Synthèse du Compte-rendu  d’Intervention

 

Grotte Exsurgence

Des FONTANILLES

 

Commune de PUECHABON  (Hérault)

Du lundi 4 juin au vendredi 8 juin 2001

 

Sommaire 

 

A - Déclenchement de l’intervention

B - Évaluation des conditions d’intervention

C - L’opération de secours

D - Bilan de l’opération

E - Résumé

F - Annexes :

Coupe de la cavité

Schéma explicatif de la découverte du masque

           Lettre de remerciement des CT 34 et conclusions

 

 

                                                Plongeur au bord du siphon               opérateur R BOURRIER

 

 

A – Déclenchement de l’intervention :

  

« Un plongeur spéléo affiche un retard conséquent lors d’une plongée de pointe dans le siphon N° 6 de la grotte exsurgence des FONTANILLES…son compagnon en attente au bord de ce même siphon, après 1 heure  de dépassement du prévisionnel horaire de la pointe, décide de rejoindre le binôme en attente au siphon N°4…Ils ressortent ensemble et donnent l’alerte LUNDI 4 JUIN à 2 h 30 du matin… »

  

  A 3 h 16  déclenchement du Plan Spéléo Secours de l’Hérault par le CODIS 34

 

B - Evaluation des conditions de l’intervention :

La cavité a un développement de 1852 m et se compose de 6 parties noyées et de galeries exondées nécessitant quelques escalades et un portage difficile du matériel de plongée.

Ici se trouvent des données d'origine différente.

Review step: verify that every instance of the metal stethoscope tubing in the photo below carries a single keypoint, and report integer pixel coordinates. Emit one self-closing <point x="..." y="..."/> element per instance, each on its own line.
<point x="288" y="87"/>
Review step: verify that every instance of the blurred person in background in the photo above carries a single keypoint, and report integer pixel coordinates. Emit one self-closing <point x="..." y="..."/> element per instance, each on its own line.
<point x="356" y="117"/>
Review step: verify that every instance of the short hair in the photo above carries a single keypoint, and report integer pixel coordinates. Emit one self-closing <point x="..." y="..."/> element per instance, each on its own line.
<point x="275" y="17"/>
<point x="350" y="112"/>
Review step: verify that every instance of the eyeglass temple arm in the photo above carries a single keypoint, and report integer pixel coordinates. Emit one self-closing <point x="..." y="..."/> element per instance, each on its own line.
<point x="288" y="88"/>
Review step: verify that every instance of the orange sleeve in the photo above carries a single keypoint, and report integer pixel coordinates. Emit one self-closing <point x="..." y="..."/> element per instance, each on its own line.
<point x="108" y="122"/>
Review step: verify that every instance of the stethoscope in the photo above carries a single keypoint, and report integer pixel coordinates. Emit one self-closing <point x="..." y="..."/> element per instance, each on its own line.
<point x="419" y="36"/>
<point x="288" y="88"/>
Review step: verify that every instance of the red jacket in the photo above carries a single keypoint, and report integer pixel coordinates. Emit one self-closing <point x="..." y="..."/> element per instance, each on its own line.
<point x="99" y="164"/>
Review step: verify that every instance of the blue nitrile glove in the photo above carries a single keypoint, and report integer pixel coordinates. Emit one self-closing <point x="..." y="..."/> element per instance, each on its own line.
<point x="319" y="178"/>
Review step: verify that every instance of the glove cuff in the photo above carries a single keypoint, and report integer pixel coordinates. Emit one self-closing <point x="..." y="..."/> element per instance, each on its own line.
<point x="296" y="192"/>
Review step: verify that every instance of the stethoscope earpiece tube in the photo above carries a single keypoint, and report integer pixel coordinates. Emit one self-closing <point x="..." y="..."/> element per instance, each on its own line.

       ¨      La victime se trouve dans un siphon profond, le n° 6 , connu jusqu’à –77 mètres…

Ce qui implique des plongées aux mélanges…Peu de plongeurs spéléos maîtrisent cette technique…

 ¨      Il faut franchir 5 siphons importants avant d’atteindre le S6 …ce qui réclame une grosse logistique.

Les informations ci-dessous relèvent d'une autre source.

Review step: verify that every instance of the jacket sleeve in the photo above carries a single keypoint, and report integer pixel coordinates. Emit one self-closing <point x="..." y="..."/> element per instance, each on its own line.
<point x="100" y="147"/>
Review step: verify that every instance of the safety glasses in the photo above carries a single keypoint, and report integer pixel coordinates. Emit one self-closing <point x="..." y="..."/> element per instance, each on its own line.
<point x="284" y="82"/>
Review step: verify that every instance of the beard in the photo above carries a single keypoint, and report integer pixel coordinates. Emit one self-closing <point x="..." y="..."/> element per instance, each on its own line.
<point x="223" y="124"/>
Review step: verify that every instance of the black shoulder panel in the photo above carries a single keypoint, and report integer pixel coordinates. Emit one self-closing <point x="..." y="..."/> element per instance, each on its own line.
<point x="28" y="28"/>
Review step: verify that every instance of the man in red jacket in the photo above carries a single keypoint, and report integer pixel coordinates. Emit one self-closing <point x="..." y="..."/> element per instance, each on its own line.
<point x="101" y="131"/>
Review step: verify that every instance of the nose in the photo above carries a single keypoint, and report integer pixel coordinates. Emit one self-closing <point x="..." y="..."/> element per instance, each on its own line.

  Devant l’ampleur des moyens à engager, les responsables du Spéléo Secours de l’Hérault sollicitent le Spéléo Secours Français à l’échelon national… lui seul peut recenser tous les plongeurs spéléos aptes à remplir de telles missions…

 Une grosse organisation se met  en place avec les différents corps constitués et une course contre la montre commence…   

 

Responsables de l’opération :

 

COS

 Cdt CARIO  SDIS 34

Lt  CONTRERAS  SDIS 34

Patrick LABADIE  Interface GRIMP

 

 

CTD - CTN

     Régis PINEAU  CTD 34

Bernard TOURTE Chargé de mission SSF

Michel LABAT CTN

 

CTDA

Alain CATALDI        (34)

Paul SZOSTAK         (34)

Michel  SARRAIL     (34)

Philippe RATEL (*)   (34)

Magali.BONNEFOI   (*)  (34)

 Richard VILLEMEJEANNE   (30)

 (*)   Nomination en cours

 

 CONSEILLERS  PLONGEE

Christian DEIT (CTD 66)

Philippe BIGEARD (SSF)

ClaudeTOULOUMDJIAN (FFESSM-FFS)

Frank VASSEUR (FFESSM-FFS)

F. POGGIA (CTN PLONGEE) 

 

 

     MEDECINS

 

B. GAUCHE (SSF)

J. DUKERS (Hyperbare Perpignan)   SDIS 34

 

 

Préparation du matériel devant la remorque du SSH      opérateur : R BOURRIER

 

C –  L’opération de secours :

Deux critères  évidents constituent les paramètres d’élaboration d’une stratégie :

   Urgence de l’intervention

 Difficultés techniques des plongées

 

Les responsables du Spéléo Secours de l’Hérault, en concertation avec le SSF National, programment une montée en puissance des moyens en plongeurs spéléos expérimentés pour assurer des missions de recherche, de soutien et d’assistance…

 

Stratégie adopté :

 ¨      -Activation d’équipes de spéléos pour assurer l’équipement sécurite de la cavité et les différents portages jusqu’au siphon 1

 ¨      -Envoi d’une équipe de recherche dans la zone des –40 mètres du siphon 6 le plus rapidement possible mais dans des conditions optimales de sécurité

 ¨      -Mise en pré-alerte et alerte de plongeurs confirmés de dimension nationale afin d’assurer le soutien des plongeurs engagés, les relèves et la préparation des éventuelles plongées profondes.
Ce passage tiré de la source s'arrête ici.